The Srimad-Bhagavatam, 4.30.41, Purport says,

"It is not possible to measure the complete glories of the Supreme Lord, who is unlimited. Even the Lord Himself in His incarnation as Ananta, or Sesa, cannot describe His own glories. Although Ananta has many thousands of faces and has been glorifying the Lord for many, many years, He could not find the limit of the glories of the Lord. Thus it is not possible to estimate the complete potencies and glories of the Supreme Lord."

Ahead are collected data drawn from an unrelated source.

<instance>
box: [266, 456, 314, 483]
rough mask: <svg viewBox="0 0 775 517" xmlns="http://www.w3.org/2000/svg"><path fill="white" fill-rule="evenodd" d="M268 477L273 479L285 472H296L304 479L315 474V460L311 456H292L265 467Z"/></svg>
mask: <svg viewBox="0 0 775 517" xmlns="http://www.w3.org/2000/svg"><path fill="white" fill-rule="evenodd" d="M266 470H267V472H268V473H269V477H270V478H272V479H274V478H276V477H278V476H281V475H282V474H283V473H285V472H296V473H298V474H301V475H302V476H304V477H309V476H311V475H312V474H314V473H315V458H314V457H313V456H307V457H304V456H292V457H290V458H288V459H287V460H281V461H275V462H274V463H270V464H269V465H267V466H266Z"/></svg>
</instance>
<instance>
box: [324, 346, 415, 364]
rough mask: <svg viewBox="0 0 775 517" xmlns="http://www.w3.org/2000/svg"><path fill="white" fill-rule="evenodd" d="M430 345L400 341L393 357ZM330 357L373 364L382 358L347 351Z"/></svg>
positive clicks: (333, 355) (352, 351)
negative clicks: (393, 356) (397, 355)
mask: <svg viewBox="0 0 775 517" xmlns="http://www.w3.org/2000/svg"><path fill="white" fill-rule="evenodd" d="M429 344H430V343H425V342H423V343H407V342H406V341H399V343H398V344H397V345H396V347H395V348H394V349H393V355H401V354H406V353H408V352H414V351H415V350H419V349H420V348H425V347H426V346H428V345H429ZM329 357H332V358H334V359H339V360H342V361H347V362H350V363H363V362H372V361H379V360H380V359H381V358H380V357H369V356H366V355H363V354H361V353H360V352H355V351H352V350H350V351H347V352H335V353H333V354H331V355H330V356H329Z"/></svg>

Just as every person has a unique relationship with Krishna; everyone also has a unique relationship with His names. We chant for a variety of reasons. We're not all the same. We don't all have identical desires—material or spiritual. The Srimad-Bhagavatam describes that in Kamsa's wrestling arena, different spectators saw Krishna differently. The ladies saw Him as the most attractive male, the wrestlers saw Him as a thunderbolt, Kamsa saw Krishna as death personified, and Krishna's cowherd friends saw Him as one of them. Each one was right. There's no "one way" to talk about the Supreme Personality of Godhead.

So, what's your reason for chanting Hare Krishna? How do you benefit from it? How would you describe the Hare Krishna mantra to someone who knows nothing at all about Krishna—or mantras?